Chapter4.An Introduction to Impulse C | Practical FPGA Programming in C

Chapter 4. An Introduction to Impulse C

The programming examples presented in the remainder of this book are written using Impulse C, a function library and related compiler and debugging tools provided by Impulse Accelerated Technologies. These libraries and tools are compatible with standard ANSI C and with standard C development tools such as Microsoft Visual Studio and gcc.

Impulse C supports the development of highly parallel, mixed hardware/software algorithms and applications using the communicating process programming model described in the preceding chapter. The features of Impulse C for expressing parallelism at a system level are similar to features found in other C-based languages for hardware and mixed hardware/software design, including Celoxica's Handel-C and SystemC. This means that the concepts we will describe in this and subsequent chapters are applicable to different C-based FPGA design environments and are in fact useful even if you are developing FPGA applications using some other method of design.

In the preface to this book we stated that C language programming is not a replacement for proven methods of hardware design using hardware description languages. Impulse C can be used to describe a wide variety of functions that are appropriate for compiling to FPGA hardware, but it is not intended for describing low-level hardware structures. Nor is it intended for converting large, monolithic C applications, which typically consist of many C subroutines that are invoked via remote procedure calls.

Where did Impulse C originate?

Impulse C has its philisophical roots in research carried out at Los Alamos National Laboratories under the direction of Dr. Maya Gokhale. This research, which culminated in the publicly available Streams-C compiler (www.streams-c.lanl.gov), provided a method of expressing applications for implementation on FPGA-based, board-level platforms for the purpose of high-performance, hardware- accelerated computing. Applications developed using Streams-C have been in the domains of data encryption, image processing, astrophysics, and others.

Impulse C borrows its programming model and general philosophy from the Streams-C programming environment but differs from Streams-C in a number of respects, the most important being its focus on maintaining compatibility with standard C programming environments. By using the Impulse C libraries it's possible to describe applications consisting of many (perhaps hundreds) of communicating processes and simulate their collective behavior using standard C development tools including Microsoft Visual Studio and gccand gdb-based environments.
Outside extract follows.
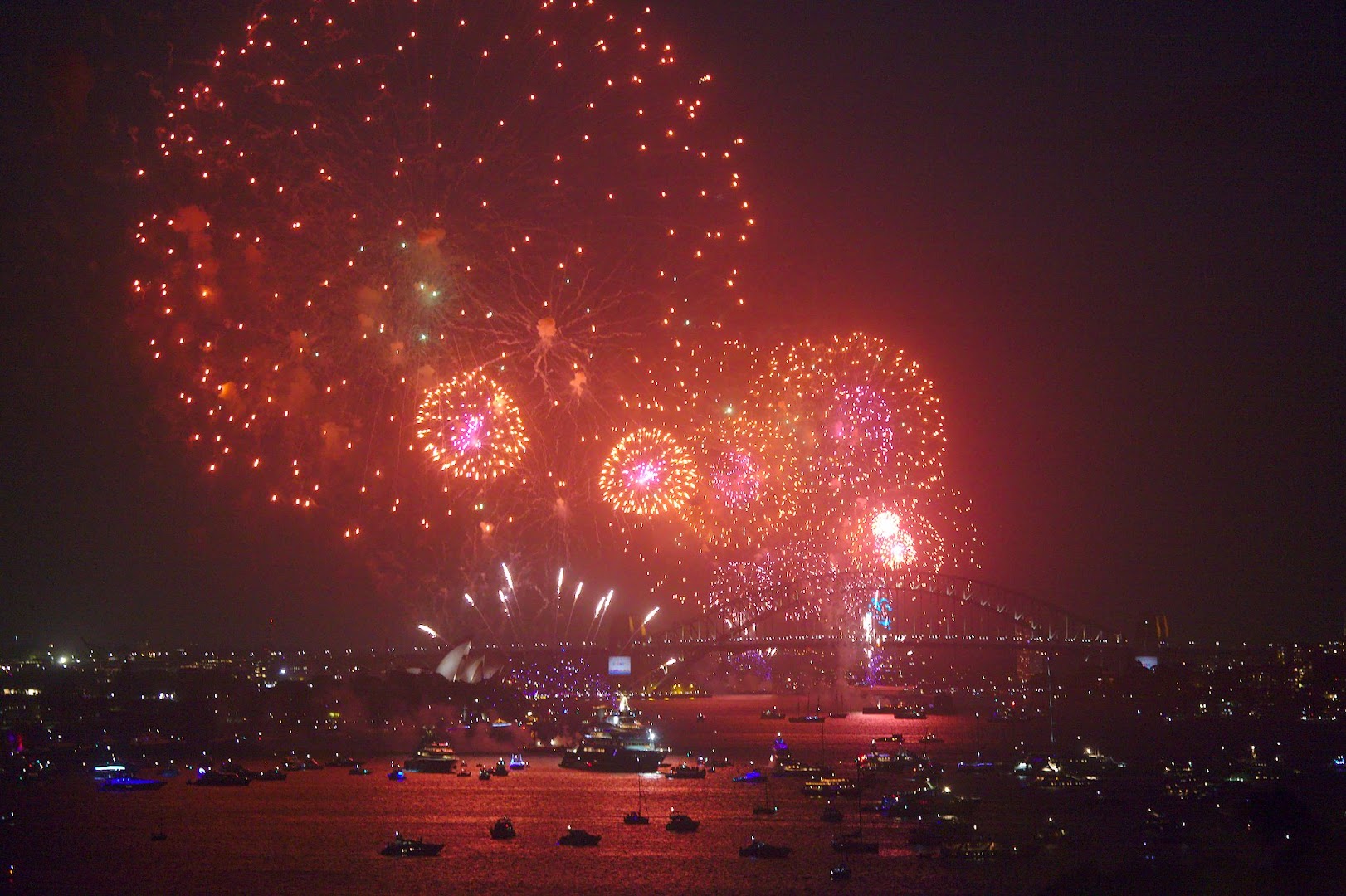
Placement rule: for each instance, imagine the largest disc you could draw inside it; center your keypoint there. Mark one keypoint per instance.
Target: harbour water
(320, 831)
To allow the compilation and simulation of highly parallel applications consisting of independently synchronized processes, the Impulse C libraries include functions that define process interconnections (typically streams and/or signals) and emulate the behavior of multiple processes (for the purpose of desktop simulation) using threads.
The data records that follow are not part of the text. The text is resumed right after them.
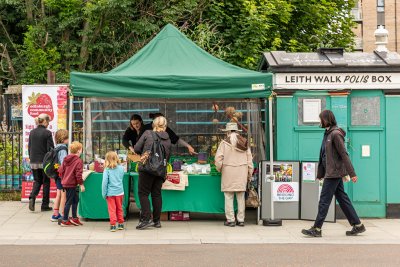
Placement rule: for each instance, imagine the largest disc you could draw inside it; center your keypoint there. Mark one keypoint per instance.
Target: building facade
(369, 14)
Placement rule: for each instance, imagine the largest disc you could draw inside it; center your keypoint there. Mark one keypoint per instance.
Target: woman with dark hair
(334, 166)
(40, 142)
(172, 135)
(133, 132)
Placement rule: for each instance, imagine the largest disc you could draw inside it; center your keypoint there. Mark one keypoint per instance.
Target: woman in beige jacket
(236, 166)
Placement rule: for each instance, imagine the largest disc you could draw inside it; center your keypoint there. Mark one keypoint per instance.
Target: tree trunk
(6, 55)
(85, 43)
(29, 10)
(43, 9)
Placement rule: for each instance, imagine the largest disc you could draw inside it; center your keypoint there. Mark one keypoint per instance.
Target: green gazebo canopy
(172, 66)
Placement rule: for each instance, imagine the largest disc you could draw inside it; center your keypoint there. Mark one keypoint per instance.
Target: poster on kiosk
(37, 99)
(286, 190)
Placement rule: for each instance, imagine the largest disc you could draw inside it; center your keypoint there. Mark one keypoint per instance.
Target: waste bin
(286, 193)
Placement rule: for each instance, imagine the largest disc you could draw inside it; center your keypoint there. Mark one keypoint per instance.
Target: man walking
(334, 165)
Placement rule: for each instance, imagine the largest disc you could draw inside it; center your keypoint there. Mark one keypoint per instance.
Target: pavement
(201, 255)
(19, 226)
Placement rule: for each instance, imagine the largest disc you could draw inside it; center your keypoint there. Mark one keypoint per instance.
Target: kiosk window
(309, 109)
(365, 111)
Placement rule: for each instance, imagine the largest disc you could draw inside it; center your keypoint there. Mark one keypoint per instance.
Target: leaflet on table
(196, 168)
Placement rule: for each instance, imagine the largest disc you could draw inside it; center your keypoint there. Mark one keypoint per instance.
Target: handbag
(241, 143)
(252, 200)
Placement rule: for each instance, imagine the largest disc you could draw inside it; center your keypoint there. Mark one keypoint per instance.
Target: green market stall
(192, 199)
(174, 76)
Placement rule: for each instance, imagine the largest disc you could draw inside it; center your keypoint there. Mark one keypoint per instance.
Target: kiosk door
(367, 150)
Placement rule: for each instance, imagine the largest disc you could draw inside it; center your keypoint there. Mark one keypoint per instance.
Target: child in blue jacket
(113, 190)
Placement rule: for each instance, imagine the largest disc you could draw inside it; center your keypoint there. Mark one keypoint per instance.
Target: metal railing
(10, 161)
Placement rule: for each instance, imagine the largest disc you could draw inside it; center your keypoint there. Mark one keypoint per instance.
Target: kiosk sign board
(335, 81)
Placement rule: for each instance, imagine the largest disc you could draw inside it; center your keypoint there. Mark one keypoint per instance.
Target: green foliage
(39, 58)
(97, 35)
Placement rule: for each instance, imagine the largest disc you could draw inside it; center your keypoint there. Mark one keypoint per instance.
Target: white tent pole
(71, 108)
(271, 155)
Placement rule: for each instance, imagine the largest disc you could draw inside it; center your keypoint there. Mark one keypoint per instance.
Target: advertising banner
(41, 99)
Monitoring functions included with the Impulse C library allow specific processes in a large, parallel application to be instrumented with special debugging functions. The results of computations are displayed in multiple windowed views, most often while the application is running under the control of a standard C debugger. This capability is introduced in this chapter and is described in more detail in subsequent chapters.

For hardware generation, the Impulse tools include a C language compiler flow that is based in part on the publicly available SUIF (Stanford Universal Intermediate Format) tools, which are combined with proprietary optimization and code generation tools developed at Impulse Accelerated Technologies.
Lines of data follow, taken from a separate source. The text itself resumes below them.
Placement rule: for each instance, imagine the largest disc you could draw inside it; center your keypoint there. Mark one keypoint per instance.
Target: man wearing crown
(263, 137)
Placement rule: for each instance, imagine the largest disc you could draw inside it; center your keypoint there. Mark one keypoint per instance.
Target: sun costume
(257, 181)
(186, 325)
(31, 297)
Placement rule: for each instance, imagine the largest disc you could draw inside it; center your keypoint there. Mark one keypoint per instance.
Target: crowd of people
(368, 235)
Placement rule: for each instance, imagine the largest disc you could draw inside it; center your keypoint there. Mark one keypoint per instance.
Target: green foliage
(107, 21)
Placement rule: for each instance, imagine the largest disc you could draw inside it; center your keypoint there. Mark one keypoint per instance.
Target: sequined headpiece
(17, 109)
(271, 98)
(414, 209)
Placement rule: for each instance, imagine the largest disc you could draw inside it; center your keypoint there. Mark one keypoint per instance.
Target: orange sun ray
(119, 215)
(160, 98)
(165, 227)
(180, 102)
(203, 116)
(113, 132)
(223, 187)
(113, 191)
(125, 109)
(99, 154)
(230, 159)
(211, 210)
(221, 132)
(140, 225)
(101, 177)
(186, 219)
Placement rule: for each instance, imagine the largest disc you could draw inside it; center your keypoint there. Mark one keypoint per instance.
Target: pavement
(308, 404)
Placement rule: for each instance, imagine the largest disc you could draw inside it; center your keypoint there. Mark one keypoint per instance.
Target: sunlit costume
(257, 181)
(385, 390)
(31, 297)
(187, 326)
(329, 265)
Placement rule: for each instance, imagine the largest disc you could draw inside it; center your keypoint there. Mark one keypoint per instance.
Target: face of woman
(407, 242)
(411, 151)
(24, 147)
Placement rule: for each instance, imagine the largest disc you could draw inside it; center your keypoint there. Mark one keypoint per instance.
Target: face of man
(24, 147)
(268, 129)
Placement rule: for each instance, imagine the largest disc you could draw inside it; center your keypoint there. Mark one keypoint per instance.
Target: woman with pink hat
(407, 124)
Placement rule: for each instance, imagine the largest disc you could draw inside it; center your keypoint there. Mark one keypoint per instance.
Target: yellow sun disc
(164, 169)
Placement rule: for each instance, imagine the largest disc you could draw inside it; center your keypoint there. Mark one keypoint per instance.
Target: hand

The Impulse C tools include a software-to-hardware compiler that converts individual Impulse C processes to functionally equivalent hardware descriptions and that generates the necessary process-to-process interface logic. While this C-to-hardware compilation is an enormous time-saver, it is still up to you, as the application developer, to make use of the tools, the Impulse C libraries, and an appropriate multiprocess programming model to effectively develop applications appropriate for these new categories of programmable hardware platforms. In the examples and tutorials included in this and later chapters, we'll show you how.